その結果、モータの回転数と変速機の入力軸の回転数との偏差が減少することを抑制して、クラッチのスリップ締結を維持することが可能となるため、車軸トルクの変動を減少させることが可能となり、運転性の向上及び車軸等のハードウェア保護が可能となる。
(応用例)
(1)本実施形態の駆動力制御装置では、変速比制御手段が、モータの回転数と変速機の入力軸の回転数との偏差が所定の回転数未満となると、クラッチのスリップ締結を維持するように、変速機の変速比を制御する。これに加え、駆動輪の回転数が、運転者の要求する駆動力に応じた回転数となるように、変速機の変速比を制御する。しかしながら、変速比制御手段が行う制御は、これに限定するものではない。すなわち、変速比制御手段が、クラッチのスリップ締結を維持することのみを目的として、変速機の変速比を制御してもよい。
(2)本実施形態の駆動力制御装置では、変速比制御手段が、モータから変速機へ駆動力を伝達する状態では、変速機の変速比を減少させ、駆動輪から変速機を介してモータへ駆動力を伝達する状態では、変速機の変速比を増加させる。

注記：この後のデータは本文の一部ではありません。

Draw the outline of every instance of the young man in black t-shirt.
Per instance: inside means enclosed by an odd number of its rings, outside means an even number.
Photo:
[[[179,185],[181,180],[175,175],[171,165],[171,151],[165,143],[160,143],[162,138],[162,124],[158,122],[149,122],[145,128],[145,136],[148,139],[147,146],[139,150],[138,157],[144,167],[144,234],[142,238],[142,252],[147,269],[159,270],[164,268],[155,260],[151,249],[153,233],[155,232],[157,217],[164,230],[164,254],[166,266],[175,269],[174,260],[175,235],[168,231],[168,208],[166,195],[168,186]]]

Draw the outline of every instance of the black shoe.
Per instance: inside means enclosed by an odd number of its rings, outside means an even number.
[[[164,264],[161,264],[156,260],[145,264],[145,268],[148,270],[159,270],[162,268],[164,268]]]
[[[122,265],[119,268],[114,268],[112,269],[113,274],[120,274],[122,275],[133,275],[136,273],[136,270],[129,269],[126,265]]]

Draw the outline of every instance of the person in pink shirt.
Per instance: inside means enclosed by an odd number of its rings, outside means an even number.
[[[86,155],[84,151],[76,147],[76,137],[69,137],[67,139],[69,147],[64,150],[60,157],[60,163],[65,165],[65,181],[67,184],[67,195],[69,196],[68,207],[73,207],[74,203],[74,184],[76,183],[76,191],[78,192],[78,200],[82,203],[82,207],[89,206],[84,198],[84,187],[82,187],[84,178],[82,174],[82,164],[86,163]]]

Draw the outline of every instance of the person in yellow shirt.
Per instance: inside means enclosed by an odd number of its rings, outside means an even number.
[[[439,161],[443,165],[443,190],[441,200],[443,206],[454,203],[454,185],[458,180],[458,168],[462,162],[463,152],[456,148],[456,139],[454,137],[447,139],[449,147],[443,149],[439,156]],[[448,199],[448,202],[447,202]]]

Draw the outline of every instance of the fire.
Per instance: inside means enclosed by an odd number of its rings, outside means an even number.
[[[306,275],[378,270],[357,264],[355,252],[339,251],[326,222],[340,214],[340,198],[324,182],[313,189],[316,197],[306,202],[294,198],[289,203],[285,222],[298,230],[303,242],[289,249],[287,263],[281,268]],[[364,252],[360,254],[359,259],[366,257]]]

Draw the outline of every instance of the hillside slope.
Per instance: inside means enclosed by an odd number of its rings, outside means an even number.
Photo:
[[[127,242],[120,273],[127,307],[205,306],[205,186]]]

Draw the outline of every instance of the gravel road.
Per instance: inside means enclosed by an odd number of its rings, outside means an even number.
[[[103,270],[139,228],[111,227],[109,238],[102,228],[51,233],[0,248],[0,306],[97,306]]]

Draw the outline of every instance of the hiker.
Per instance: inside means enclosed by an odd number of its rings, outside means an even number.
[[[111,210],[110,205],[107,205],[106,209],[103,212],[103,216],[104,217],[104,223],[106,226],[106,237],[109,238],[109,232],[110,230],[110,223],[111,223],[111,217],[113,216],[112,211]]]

しかしながら、変速比制御手段が行う制御は、これに限定するものではない。すなわち、モータから変速機へ駆動力を伝達する状態と、駆動輪から変速機を介してモータへ駆動力を伝達する状態のうち、一方の状態のみに対して、変速機の変速比を制御してもよい。
(3)本実施形態の駆動力制御装置では、変速機を、変速比を連続的に変化可能な無段変速機で形成したが、これに限定するものではなく、変速機を、変速比を段階的に変化させる有段変速機で形成してもよい。
(4)本実施形態の駆動力制御装置では、駆動力制御装置を備える車両を、エンジン及びモータを備えるハイブリッド車両としたが、これに限定するものではない。すなわち、駆動力制御装置を備える車両を、モータのみを備える車両としてもよい。
1 エンジン
2 モータ(ロータ2a、ステータ2b)
4 第一クラッチ
6 第二クラッチ(クラッチ)
6a,6b 第二回転板
8 変速機
10 駆動輪
12 ハイブリッドコントローラ(駆動力制御装置)
18 オイルポンプ
20 入力側プーリ
22 出力側プーリ
24 CVTベルト
30 入力軸回転数センサ
32 出力軸回転数センサ
34 車速センサ
36 モータ回転数検出センサ
38 アクセル開度センサ
40 目標加速度演算手段
42 実加速度検出手段
44 実変速比検出手段
46 実第二クラッチ回転偏差演算手段
48 目標モータ回転数演算手段
50 モータ回転数指令出力手段
52 目標変速比演算手段(変速比制御手段)
54 変速比指令出力手段(変速比制御手段)
56 目標第二クラッチ回転偏差演算手段
58 第二クラッチ油圧指令制御手段
HEV 車両

Claims (6)

  1. 駆動輪を回転可能なモータと、前記駆動輪と前記モータとの間の駆動力伝達経路に介装し、且つ前記駆動輪と前記モータとの間で回転速度を変速する変速機と、前記モータと前記変速機との間の駆動力伝達経路に介装し、且つ前記モータと前記変速機との間で駆動力を伝達または遮断するクラッチと、を備える車両の駆動力制御装置であって、
    前記クラッチをスリップ締結させた状態で、前記モータの回転数と前記変速機の入力軸の回転数との偏差が所定の回転数未満となると、前記クラッチのスリップ締結を維持するように、前記変速機の変速比を制御する変速比制御手段を備えることを特徴とする車両の駆動力制御装置。
  2. 前記変速比制御手段は、前記クラッチをスリップ締結させた状態で、前記モータの回転数と前記変速機の入力軸の回転数との偏差が所定の回転数未満となると、前記駆動輪の回転数が運転者の要求する駆動力に応じた回転数となるように、前記変速機の変速比を制御することを特徴とする請求項1に記載した車両の駆動力制御装置。
  3. 前記変速比制御手段は、前記クラッチをスリップ締結させながら前記モータから前記変速機へ駆動力を伝達する状態で、前記モータの回転数と前記変速機の入力軸の回転数との偏差が所定の回転数未満となると、前記変速比を減少させることを特徴とする請求項1または2に記載した車両の駆動力制御装置。
  4. 前記変速比制御手段は、前記クラッチをスリップ締結させながら前記駆動輪から前記変速機を介して前記モータへ駆動力を伝達する状態で、前記モータの回転数と前記変速機の入力軸の回転数との偏差が所定の回転数未満となると、前記変速比を増加させることを特徴とする請求項1から3のうちいずれか1項に記載した車両の駆動力制御装置。
  5. 前記変速機を、前記変速比を連続的に変化可能な無段変速機としたことを特徴とする請求項1から4のうちいずれか1項に記載した車両の駆動力制御装置。
  6. 駆動輪を回転可能なモータと、前記駆動輪と前記モータとの間で回転速度を変速する変速機と、前記モータと前記変速機との間で駆動力を伝達または遮断するクラッチと、を備える車両に対し、前記変速機の変速比を制御する車両の駆動力制御方法であって、
    前記クラッチをスリップ締結させた状態で、前記モータの回転数と前記変速機の入力軸の回転数との偏差が所定の回転数未満となると、前記クラッチのスリップ締結を維持するように、前記変速比を制御することを特徴とする車両の駆動力制御方法。